21. bölüm

171 116 16
                                    

"Özlemin azı çoğu olmaz, ağırdır işte."Nazım Hikmet Ran

Selam arkadaşlar nasılsınız?

Duru

Revirde oturmuş Reyyan ile beraber sohbet ediyorduk. En son benden önceki doktorla pek sohbeti olmadığını anlatmıştı. Doktor işine o kadar bağlıymış ki hiçbir hemşire ile sohbet etmezmiş. Şimdi ise askerlerden bahsediyor. Bu konu nereye çıkacak acaba?

"Ee Duru, Ozanla iyi anlaşmışa benziyorsunuz."dedi. Hah ben de bu soru ne zaman gelecek diyordum. Sırıtarak konuşmaya başladım.

"Evet, iyi anlaşıyoruz. İyi biri kendisi."

"Çok merak ettim. Nasıl tanıştınız?"dedi gülüşüm daha da büyüdü. Ne oluyordu bana?

"Buraya ilk geldiğim gün. O gün daha işe başlamamıştım. Bir kaç evrak bırakmak için buraya gelmiştim. Tam giderken askeri bir aracın geldiğini gördüm."dedim derin bir nefes alıp anlatmaya devam ettim. Nedense bunu anlatırken çok heyecanlanmıştım.

"İçerisinden tek tek asker çıkıyordu. Ben tam arabayı çalıştıracakken Ozan araçtan indi. Kolu kanıyordu. Hemen arabadan inip yardım etmek istediğimi söyledim. Tabi kendisi biraz öküz olduğu için kolay kolay kabul etmedi."dedim heyecanım hâlâ geçmemişti. Reyyan güldü.

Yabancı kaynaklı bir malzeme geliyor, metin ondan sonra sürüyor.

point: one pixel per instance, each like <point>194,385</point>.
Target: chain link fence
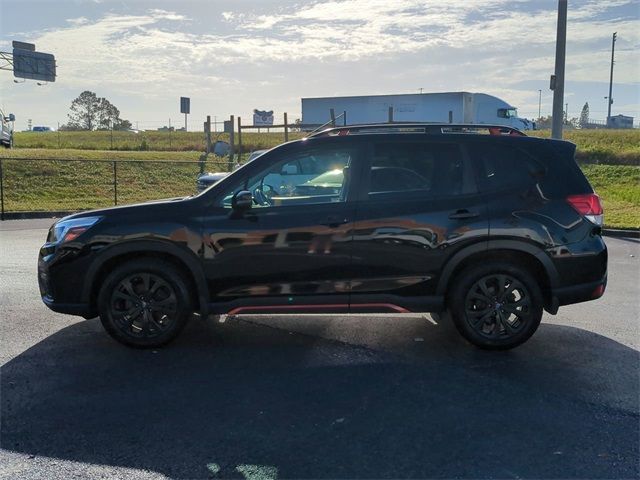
<point>67,185</point>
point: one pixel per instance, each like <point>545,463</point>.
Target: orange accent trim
<point>390,306</point>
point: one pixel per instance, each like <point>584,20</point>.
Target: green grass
<point>613,147</point>
<point>38,179</point>
<point>619,188</point>
<point>621,147</point>
<point>143,141</point>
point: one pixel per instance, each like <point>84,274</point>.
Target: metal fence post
<point>286,128</point>
<point>1,191</point>
<point>115,183</point>
<point>231,143</point>
<point>239,139</point>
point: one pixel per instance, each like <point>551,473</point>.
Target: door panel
<point>294,246</point>
<point>403,237</point>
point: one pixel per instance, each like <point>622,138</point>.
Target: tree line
<point>90,112</point>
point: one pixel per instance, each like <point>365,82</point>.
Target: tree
<point>584,115</point>
<point>90,112</point>
<point>84,111</point>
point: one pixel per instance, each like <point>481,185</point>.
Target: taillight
<point>74,233</point>
<point>588,205</point>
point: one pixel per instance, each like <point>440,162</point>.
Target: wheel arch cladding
<point>186,262</point>
<point>514,252</point>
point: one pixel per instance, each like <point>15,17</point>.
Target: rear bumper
<point>579,293</point>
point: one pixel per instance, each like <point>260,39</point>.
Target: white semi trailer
<point>454,107</point>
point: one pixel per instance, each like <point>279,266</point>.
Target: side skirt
<point>358,303</point>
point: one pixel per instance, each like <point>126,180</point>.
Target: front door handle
<point>334,222</point>
<point>463,214</point>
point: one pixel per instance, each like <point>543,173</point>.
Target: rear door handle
<point>334,222</point>
<point>463,214</point>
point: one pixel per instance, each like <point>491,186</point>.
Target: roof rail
<point>410,127</point>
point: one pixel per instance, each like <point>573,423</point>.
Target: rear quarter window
<point>502,166</point>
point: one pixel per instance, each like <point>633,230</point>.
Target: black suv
<point>492,227</point>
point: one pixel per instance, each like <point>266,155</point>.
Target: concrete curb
<point>34,215</point>
<point>609,232</point>
<point>616,232</point>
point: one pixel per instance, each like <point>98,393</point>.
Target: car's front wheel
<point>144,303</point>
<point>496,305</point>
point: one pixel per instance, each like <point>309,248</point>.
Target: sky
<point>230,57</point>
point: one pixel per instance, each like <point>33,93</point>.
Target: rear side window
<point>408,169</point>
<point>504,166</point>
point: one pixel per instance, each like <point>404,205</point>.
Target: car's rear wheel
<point>496,305</point>
<point>144,303</point>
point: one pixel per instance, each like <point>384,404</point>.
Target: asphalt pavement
<point>304,396</point>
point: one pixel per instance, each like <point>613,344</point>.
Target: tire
<point>494,317</point>
<point>144,303</point>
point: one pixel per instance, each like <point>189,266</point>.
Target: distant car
<point>6,134</point>
<point>207,179</point>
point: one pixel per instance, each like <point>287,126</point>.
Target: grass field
<point>619,147</point>
<point>594,146</point>
<point>143,141</point>
<point>39,178</point>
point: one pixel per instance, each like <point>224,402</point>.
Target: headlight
<point>68,230</point>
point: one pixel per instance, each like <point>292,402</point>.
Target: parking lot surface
<point>317,396</point>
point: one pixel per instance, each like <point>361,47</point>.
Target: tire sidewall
<point>163,270</point>
<point>463,283</point>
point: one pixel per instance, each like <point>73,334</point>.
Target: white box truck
<point>454,107</point>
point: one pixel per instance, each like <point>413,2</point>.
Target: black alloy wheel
<point>496,305</point>
<point>144,303</point>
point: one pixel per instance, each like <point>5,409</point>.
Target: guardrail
<point>53,184</point>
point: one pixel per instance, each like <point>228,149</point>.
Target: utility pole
<point>539,103</point>
<point>557,81</point>
<point>613,48</point>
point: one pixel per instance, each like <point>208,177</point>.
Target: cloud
<point>135,48</point>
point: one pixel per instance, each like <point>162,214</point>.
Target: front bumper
<point>80,309</point>
<point>48,291</point>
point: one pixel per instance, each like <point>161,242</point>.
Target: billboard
<point>262,118</point>
<point>29,64</point>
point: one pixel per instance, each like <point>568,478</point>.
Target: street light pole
<point>558,86</point>
<point>539,103</point>
<point>613,48</point>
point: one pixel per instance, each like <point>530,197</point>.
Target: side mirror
<point>289,170</point>
<point>242,200</point>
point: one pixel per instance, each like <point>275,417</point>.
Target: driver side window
<point>310,177</point>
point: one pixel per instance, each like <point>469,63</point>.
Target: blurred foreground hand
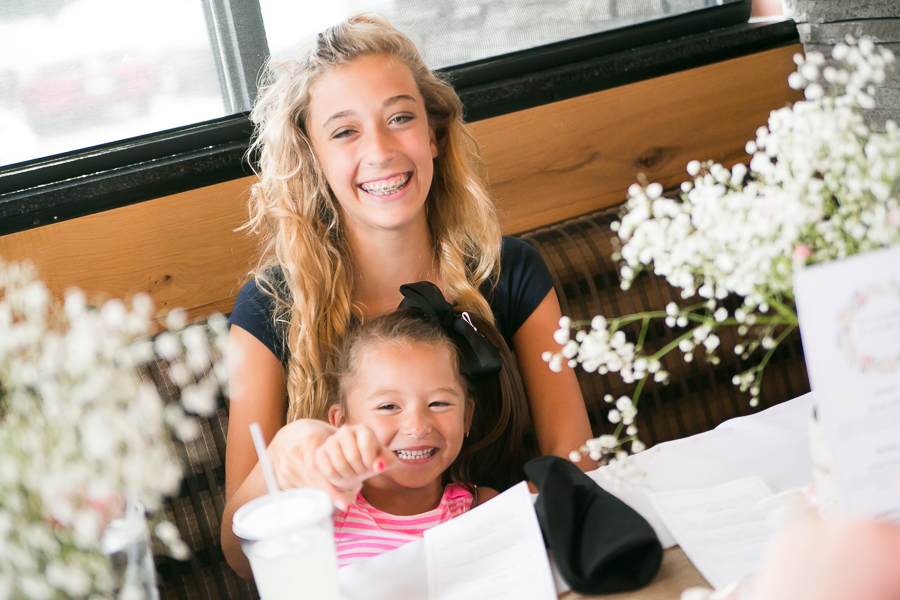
<point>832,560</point>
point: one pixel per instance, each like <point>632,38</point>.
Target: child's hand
<point>351,455</point>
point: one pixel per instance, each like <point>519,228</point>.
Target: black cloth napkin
<point>599,543</point>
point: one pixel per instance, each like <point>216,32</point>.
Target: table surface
<point>675,575</point>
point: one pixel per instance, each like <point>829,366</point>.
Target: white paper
<point>723,530</point>
<point>772,444</point>
<point>493,551</point>
<point>850,322</point>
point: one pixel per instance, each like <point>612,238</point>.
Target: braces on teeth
<point>414,455</point>
<point>383,189</point>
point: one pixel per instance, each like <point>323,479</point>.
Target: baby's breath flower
<point>820,185</point>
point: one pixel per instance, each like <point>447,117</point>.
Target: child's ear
<point>336,415</point>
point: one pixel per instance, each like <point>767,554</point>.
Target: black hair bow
<point>478,357</point>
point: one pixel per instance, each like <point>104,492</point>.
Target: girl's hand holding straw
<point>312,453</point>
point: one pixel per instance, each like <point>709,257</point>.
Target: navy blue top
<point>523,284</point>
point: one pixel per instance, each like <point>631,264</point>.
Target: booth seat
<point>579,253</point>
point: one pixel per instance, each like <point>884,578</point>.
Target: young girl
<point>369,180</point>
<point>404,451</point>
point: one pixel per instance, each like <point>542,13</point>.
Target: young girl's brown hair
<point>306,264</point>
<point>493,454</point>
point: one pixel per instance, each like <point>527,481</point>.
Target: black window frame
<point>83,182</point>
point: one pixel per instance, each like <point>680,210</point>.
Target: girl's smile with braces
<point>383,187</point>
<point>415,454</point>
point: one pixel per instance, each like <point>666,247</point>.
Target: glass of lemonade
<point>289,539</point>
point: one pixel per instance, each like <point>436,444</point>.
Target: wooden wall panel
<point>568,158</point>
<point>546,164</point>
<point>181,249</point>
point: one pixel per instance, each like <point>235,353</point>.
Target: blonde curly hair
<point>294,211</point>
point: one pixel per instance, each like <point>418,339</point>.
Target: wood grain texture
<point>546,164</point>
<point>181,249</point>
<point>568,158</point>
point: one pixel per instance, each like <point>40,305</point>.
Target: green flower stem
<point>762,365</point>
<point>645,325</point>
<point>783,310</point>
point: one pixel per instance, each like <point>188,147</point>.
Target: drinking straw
<point>259,442</point>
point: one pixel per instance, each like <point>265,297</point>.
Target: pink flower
<point>801,253</point>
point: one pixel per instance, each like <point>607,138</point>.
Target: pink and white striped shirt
<point>363,531</point>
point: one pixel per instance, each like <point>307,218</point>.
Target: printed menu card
<point>493,551</point>
<point>849,313</point>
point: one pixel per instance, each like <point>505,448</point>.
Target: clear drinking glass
<point>289,539</point>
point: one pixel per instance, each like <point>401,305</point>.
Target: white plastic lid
<point>274,514</point>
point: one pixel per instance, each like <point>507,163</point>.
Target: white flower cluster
<point>80,432</point>
<point>820,185</point>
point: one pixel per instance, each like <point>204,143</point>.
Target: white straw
<point>259,442</point>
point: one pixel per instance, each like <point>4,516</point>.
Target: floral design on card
<point>869,329</point>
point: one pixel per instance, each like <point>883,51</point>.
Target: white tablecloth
<point>773,444</point>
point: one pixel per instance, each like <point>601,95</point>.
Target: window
<point>149,101</point>
<point>452,32</point>
<point>78,73</point>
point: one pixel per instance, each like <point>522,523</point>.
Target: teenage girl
<point>369,180</point>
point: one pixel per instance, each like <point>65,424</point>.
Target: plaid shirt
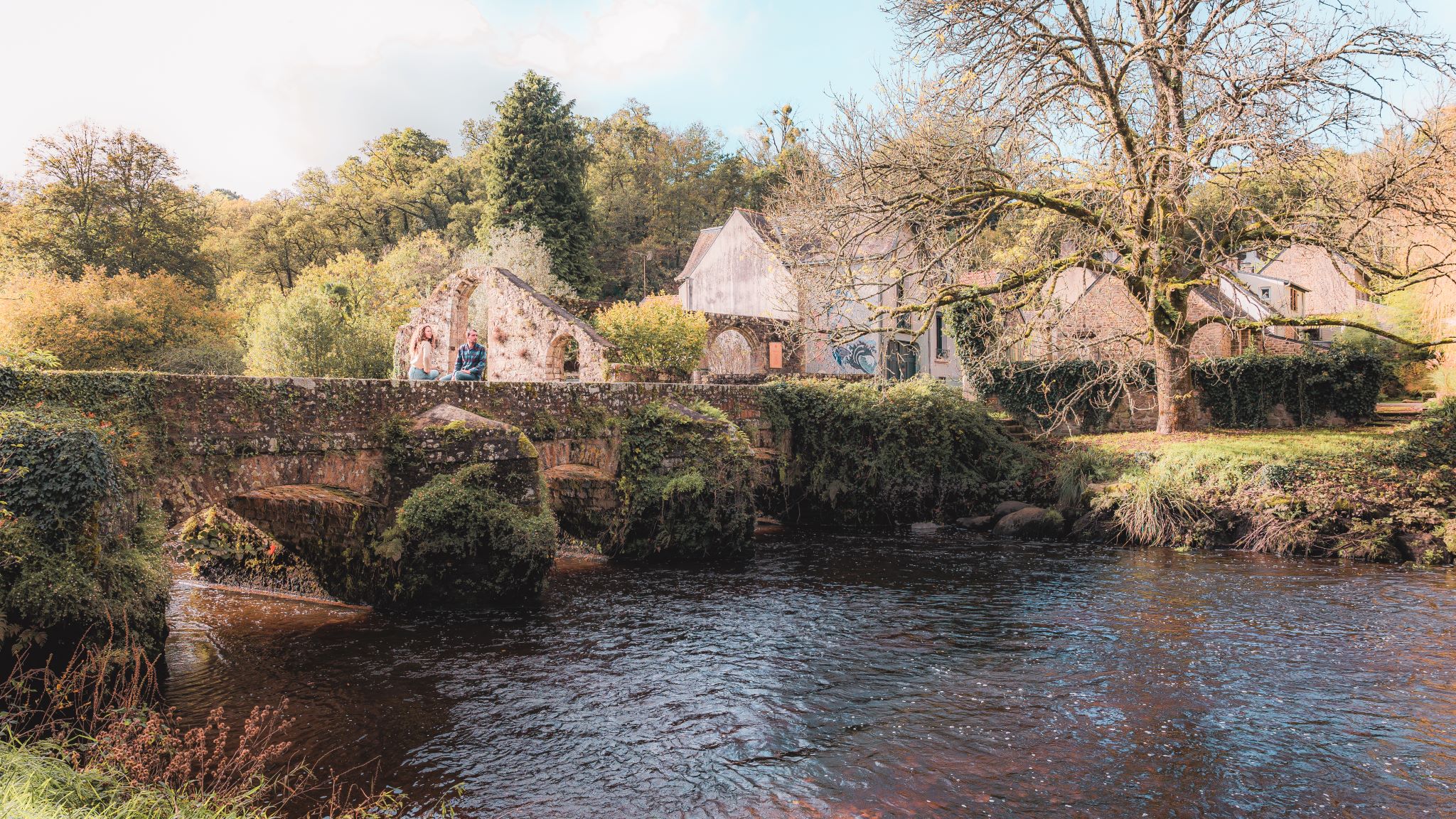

"Bu kadar heyecanlanacağını düşünmemiştim."dedi cevap veremedim. Başımı ellerime çevirdim.

"Duru beni yanlış anlama ama Ozan'dan hoşlanıyor olabilir misin?"dedi göz bebeklerim bir anda büyüdü. Şok içinde Reyyan'a döndüm. Bunu nasıl anlamıştı ki?

"Ne?"dedim bir anda Reyyan dediğim şeyle güldü.

"Ben aldım cevabımı."dedi hâlâ tebessüm ederken.

Sonra bir daha da konuyu açmadık. Onun yerine daha başka sohbetler ettik. Fiziki olarak burada olsam da aslında ruhum şuan Ozan'ın yanındaydı.

Acaba şuan ne haldeydi?
Yaralanmış mıydı?
Başına bir şey gelmiş midir?
O da beni düşünüyor muydu?

Biraz sonra binbaşının yanına gidip Pençe Timi'nin son durumunu sorsam iyi olacak. Hoş, bana cevap verir miydi acaba?

Ozan

Araba terör örgütünün bulunduğu depoya doğru yol alırken arabanın içinde olan sessizlikten eser kalmamıştı. Tüm ekip oturmuş Fırat'ın boş esprilerini dinliyorduk.

"Buraya ilk geldiğimde hepiniz çok neşesizdiniz ben geldim diye hepinizin keyfi yerine geldi, bunu kabul edelim."

"Oğlum, sen ilk geldiğinde biz de yeni gelmiştik ya hani."dedi Poyraz şoför koltuğundan göz ucuyla Fırat'a bakarak.

"Valla ben orasını bilmem komutanım. Hepiniz oturmuş bir köşeye kimseyle konuşmadan birbirinize bakışıp duruyordunuz."

"Oğlum sen bizden farksız mıydın sanki, oturmuş annen için ağlıyordun."dedim Fırat'a alayla bakarak. Fırat kocaman gözlerini bana diktiğinde hiç düşünmeden konuşmaya başladı.

"Kim, ben mi?"dedi birden gerçekten de hiç düşünmemişti. Oysa ben ilk toplantımız da gözlerinin nasıl dolduğunu hâlâ hatırlıyorum. Cevap vermek yerine başımı evet anlamında salladım. Biraz düşünür gibi oldu ve hemen ardından konuşmaya başladı.

"Sonuçta ilk defa evden uzaklaşıyordum komutanım."

"Ha ana kuzusu olduğunuzu kabul ediyorsunuz yani komutanım."dedi Leyla sırıtarak. Konuşmaya yeni dahil olmuştu. Leyla ilk günlerde herkesten farklıydı. Hiç ağlamaz hep sert bir duruş sergilerdi. Bunun sebebini çok sonra fark ettik. Leyla'nın anne ve babası o daha küçükken onu yetimhaneye bırakmışlardı. Leyla bu konuları pek konuşmak istemese de bir yerlerde olan o kırgınlığını çok iyi biliyordum.